Well, it leaves us with $80,000 at age 26, and literally millions at age 65. The numbers are so generous we see no need for precision. We can now see a clear path from a cash contribution you must make, to quite enough money to pay all average lifetime medical costs by the age of 65. All medical costs, so no 6% payroll deduction, no premiums, become a possibility. And with enough extra cash emerging from the calculation to make it unnecessary to use a calculator to be reassuring. Only by getting another 26 years of income does it become possible, but it does make it unnecessary to have quite so many assets when you start being a capitalist at birth.

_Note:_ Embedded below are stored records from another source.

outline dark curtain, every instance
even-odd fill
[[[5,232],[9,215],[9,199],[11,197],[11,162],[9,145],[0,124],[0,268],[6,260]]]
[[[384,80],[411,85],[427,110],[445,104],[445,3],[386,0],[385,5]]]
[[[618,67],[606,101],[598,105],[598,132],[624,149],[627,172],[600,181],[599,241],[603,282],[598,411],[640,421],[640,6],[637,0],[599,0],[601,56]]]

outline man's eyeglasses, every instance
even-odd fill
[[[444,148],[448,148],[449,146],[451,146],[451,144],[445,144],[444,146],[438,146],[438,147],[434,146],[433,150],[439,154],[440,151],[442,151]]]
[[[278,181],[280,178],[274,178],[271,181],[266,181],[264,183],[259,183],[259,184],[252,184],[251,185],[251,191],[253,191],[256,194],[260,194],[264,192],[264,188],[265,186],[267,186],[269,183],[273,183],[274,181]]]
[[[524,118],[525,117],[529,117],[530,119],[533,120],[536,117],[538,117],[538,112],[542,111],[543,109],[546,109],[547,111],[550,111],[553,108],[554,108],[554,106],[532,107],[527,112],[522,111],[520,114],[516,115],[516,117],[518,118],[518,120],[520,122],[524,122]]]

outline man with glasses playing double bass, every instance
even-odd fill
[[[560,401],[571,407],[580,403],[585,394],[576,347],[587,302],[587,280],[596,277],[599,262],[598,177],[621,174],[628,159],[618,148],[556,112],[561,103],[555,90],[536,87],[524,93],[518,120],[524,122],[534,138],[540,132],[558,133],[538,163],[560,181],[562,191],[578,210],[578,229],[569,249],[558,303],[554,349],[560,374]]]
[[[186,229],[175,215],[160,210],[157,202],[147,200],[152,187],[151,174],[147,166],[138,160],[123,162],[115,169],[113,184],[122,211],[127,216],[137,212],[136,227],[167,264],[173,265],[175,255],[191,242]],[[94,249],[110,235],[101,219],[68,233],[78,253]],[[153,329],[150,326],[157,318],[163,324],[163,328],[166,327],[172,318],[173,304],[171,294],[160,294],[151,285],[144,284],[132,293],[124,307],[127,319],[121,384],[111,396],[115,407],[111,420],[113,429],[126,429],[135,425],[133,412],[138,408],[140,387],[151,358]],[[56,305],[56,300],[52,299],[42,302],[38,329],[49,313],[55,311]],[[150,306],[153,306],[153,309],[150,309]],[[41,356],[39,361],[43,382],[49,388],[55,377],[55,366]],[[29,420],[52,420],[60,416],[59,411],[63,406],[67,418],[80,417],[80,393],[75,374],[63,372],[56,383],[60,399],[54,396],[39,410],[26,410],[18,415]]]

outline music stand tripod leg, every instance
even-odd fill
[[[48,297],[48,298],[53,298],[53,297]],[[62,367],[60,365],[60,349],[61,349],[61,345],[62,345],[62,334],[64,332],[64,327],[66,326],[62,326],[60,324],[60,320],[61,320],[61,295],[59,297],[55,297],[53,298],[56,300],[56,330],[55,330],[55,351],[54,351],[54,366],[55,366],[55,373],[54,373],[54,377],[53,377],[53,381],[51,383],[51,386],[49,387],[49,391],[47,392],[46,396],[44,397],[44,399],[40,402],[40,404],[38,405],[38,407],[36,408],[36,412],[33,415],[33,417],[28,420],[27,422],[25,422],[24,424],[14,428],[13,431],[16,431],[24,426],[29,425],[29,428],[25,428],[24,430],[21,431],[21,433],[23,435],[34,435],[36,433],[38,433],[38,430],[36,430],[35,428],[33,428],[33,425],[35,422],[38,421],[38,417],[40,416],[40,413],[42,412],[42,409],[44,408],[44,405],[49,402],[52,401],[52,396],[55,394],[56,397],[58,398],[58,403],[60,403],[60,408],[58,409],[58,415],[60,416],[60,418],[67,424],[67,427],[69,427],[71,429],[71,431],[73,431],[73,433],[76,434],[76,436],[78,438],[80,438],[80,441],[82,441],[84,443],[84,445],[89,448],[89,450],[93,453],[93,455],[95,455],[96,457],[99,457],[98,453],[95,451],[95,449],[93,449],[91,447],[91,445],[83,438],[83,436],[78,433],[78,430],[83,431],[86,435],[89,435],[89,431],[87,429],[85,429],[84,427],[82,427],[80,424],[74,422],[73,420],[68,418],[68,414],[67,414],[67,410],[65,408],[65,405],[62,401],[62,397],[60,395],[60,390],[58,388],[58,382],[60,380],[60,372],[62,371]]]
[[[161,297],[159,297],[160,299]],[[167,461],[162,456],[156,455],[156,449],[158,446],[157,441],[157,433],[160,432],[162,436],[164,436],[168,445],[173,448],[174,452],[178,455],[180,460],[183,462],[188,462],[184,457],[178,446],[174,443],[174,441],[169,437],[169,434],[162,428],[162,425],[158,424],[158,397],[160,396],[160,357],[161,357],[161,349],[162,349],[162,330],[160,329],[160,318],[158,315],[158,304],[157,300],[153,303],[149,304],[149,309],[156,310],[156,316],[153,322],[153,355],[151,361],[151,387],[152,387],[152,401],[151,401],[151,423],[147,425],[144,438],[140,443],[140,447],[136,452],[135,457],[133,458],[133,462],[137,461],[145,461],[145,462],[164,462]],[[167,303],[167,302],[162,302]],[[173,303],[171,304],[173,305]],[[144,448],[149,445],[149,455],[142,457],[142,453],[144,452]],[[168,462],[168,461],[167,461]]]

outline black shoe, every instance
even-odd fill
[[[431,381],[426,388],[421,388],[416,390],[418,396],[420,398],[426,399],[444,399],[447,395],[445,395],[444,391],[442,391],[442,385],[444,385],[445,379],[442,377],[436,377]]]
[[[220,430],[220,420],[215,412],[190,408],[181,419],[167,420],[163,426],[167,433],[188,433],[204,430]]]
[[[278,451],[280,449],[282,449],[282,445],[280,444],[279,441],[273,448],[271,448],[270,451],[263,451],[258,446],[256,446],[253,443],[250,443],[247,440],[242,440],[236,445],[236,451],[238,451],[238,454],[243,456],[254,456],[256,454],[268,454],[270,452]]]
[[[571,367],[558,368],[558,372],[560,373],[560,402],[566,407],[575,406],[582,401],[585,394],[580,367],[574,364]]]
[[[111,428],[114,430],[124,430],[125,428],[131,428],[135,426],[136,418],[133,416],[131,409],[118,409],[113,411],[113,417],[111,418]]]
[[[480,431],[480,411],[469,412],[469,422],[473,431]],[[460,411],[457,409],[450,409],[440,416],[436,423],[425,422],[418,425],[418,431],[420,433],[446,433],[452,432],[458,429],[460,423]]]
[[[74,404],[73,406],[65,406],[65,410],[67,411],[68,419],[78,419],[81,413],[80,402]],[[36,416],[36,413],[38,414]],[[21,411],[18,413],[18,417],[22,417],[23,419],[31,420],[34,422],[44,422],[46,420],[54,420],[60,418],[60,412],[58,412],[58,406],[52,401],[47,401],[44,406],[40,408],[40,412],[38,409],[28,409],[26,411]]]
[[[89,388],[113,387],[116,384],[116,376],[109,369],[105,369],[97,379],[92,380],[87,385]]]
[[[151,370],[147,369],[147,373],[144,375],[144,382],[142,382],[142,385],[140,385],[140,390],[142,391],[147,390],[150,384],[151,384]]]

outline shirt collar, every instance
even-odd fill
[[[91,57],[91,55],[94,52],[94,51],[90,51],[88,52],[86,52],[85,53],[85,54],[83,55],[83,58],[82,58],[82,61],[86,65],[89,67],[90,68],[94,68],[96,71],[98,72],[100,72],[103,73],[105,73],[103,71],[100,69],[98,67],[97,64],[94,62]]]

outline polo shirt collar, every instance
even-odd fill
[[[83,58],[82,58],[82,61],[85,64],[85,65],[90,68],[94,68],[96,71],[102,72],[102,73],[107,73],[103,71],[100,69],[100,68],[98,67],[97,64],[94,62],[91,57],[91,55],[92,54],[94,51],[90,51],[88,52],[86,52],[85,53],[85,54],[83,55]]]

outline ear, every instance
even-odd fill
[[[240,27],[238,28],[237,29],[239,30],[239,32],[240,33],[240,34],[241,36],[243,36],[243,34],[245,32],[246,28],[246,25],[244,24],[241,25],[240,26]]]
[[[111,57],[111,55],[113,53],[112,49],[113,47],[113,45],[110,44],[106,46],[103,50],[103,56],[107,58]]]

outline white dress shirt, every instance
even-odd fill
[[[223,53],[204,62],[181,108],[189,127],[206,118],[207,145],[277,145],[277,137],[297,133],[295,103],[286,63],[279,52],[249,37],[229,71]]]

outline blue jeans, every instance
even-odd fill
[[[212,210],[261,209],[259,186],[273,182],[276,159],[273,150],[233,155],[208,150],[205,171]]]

As a footnote, we find it unnecessary to tell bankers how to smooth out repayment of $10,000 from people who are pretty much guaranteed to have millions before they die; it's what bankers do for a living and they are good at it. But there is one other risk inherent in this discussion: the risk that any particular individual could get very sick several times. In some circles, the solution to that contingency would be called "reinsurance", and in other circles, it implies "subsidy". But, otherwise, this system has only one remaining difficulty. It would take 80 years to prove itself. That might seem like a great handicap, until it gets compared with the risk of taking on too many complex tasks, too rapidly. One of the great advantages of taking this approach is that its several steps force major readjustments to be gradual.